Idiomatic way to handle multiple concurrent streams in Scala

369 Views Asked by At

I have a list of streams that, upon calling their next() will sleep random amount of time and then read one char from a different source.

I am trying to write a consumer(s) that will keep calling these streams until EOF and build a common dictionary of these streams at runtime.

So far, I am using a ConcurrentHashMap for the dictionary and simply creating a new thread for each of the stream consumers.

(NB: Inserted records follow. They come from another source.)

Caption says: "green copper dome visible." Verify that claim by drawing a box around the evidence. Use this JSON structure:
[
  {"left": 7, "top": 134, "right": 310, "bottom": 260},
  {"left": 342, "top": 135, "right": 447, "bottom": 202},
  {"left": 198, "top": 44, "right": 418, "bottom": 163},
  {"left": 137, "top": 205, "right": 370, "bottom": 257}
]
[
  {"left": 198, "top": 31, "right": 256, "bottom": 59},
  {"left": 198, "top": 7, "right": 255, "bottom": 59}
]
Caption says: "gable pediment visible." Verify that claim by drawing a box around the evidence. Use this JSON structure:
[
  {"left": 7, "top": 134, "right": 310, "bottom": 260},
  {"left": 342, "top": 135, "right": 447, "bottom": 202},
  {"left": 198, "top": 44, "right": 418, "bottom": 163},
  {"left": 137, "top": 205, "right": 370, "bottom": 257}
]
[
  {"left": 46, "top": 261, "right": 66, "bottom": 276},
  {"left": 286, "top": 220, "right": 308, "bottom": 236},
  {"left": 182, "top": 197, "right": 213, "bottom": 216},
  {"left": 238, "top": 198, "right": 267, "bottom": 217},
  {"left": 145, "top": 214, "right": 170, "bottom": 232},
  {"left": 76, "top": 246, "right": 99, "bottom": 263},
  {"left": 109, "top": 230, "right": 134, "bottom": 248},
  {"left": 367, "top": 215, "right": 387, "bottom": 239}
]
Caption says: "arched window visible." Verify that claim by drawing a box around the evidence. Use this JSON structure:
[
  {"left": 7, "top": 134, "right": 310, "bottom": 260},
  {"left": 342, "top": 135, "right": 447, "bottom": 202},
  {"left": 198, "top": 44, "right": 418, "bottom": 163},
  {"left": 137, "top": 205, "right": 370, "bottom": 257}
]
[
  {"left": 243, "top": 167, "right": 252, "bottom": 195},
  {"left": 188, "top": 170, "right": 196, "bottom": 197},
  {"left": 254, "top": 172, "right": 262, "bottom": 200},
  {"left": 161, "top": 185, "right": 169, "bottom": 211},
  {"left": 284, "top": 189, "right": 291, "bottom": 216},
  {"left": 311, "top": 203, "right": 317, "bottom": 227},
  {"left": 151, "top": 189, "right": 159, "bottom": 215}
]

while my solution works, it seems very naiive and I wonder if there's a better use for a streaming library such as monix or fs2

1

There are 1 best solutions below

3
On BEST ANSWER

Based on the description of the question, and subsequent comments, I am assuming there exists multiple Iterator[Char] sources:

val allSources : Iterable[Iterator[Char]] = ???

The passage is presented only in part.